Sprawnym ruchem strzepnąłem miecz z krwi i umieściłem z powrotem na plecach. Wzrokiem przejechałem po drodze, na której było mnóstwo krwi tak jak zresztą na moim ciele. Ruchem ręki przywołałem menu i sprawdziłem swoje statystyki, które ku mojemu zadowoleniu nie były aż tak zaniżone.
Nie zwlekając ani dłużej udałem się w stronę swojego najnowszego expowiska mając zamiar zabijać potwory tak długo jak będzie to możliwe. Musiałem jak najszybciej wbijać kolejne poziomy jeśli chciałem uwolnić wszystkich graczy.
Jak zawsze wybierałem drogi, na których prawdopodobieństwo spotkania kogoś było najmniejsze a co za tym szło droga mijała mi spokojnie. Dopiero pod wieczór, gdy nie miałem możliwości już dalej expić udałem się w stronę jaskini nieopodal, która aktualnie służyła mi za schronienie.
Siedząc oparty o nierówną kamienistą ścianę zastanawiałem się co w tej chwili robi Asuna. Myśli o niej nawiedzały mnie co dnia a determinacja aby jak najszybciej ją uwolnić stawała się coraz większa. Tęsknota za ukochaną również przybierała na sile a świadomość, że mimo iż jestem w tym samym świecie co ona nie mogę z nią nawet porozmawiać była przygnębiająca. Rozmyślając o nastolatce zamknąłem oczy i poddałem się zmęczeniu ogarniającemu moje ciało. W końcu czekał mnie kolejny intensywny dzień.
Nad ranem zerwałem się na nogi z zamiarem udania się do stolicy Rothardu. Musiałem dowiedzieć się jak najwięcej o planach graczy.
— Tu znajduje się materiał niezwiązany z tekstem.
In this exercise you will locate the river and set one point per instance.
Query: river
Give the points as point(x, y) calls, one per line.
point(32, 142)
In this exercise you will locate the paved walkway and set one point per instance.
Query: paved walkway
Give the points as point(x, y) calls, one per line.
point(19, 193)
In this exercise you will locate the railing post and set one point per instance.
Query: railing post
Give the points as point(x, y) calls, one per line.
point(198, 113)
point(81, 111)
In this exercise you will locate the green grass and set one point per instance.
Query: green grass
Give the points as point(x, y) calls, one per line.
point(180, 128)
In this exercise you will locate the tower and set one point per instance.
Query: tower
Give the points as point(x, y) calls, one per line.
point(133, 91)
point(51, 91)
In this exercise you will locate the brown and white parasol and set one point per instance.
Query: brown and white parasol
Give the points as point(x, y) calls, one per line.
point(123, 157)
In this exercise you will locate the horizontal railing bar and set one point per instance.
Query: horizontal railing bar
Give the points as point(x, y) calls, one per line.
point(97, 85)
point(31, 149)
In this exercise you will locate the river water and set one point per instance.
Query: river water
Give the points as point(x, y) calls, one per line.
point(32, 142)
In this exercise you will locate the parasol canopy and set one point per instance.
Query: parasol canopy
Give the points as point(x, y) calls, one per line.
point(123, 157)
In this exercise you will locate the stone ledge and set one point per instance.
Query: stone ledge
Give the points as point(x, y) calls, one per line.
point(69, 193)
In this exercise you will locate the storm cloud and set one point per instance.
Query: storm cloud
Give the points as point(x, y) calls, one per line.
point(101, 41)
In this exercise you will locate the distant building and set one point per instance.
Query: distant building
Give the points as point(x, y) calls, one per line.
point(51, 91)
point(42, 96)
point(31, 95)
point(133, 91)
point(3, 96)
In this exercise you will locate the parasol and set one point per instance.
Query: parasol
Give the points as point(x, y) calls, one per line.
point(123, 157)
Nie mogłem pozwolić sobie na to aby zaskoczyli mnie w jakikolwiek sposób. Biegnąc leśnymi ścieżkami i bocznymi drogami zastanawiałem się czy zobaczę dziś kasztanowowłosą. Po około godzinie nieprzerwanego biegu ujrzałem pierwsze budynki Karlanu. Podekscytowany jeszcze bardziej przyśpieszyłem kroku chcąc jak najszybciej dotrzeć na miejsce.
Wdrapałem się na dach budynku i w ten sposób zacząłem kontynuować swoją wędrówkę. Zbliżając się do głównego placu rozglądałem się uważnie wypatrując potencjalnego zagrożenia. W końcu przycupnąłem na skraju dachu uważnie wpatrując w grupę ludzi dyskutujących o czymś z ożywieniem. Moje spojrzenie zatrzymało się na kasztanowych włosach, o których śniłem nie jednej nocy. Asuna stała pośród tego wściekłe tłumu a jej twarz wyrażają gniew.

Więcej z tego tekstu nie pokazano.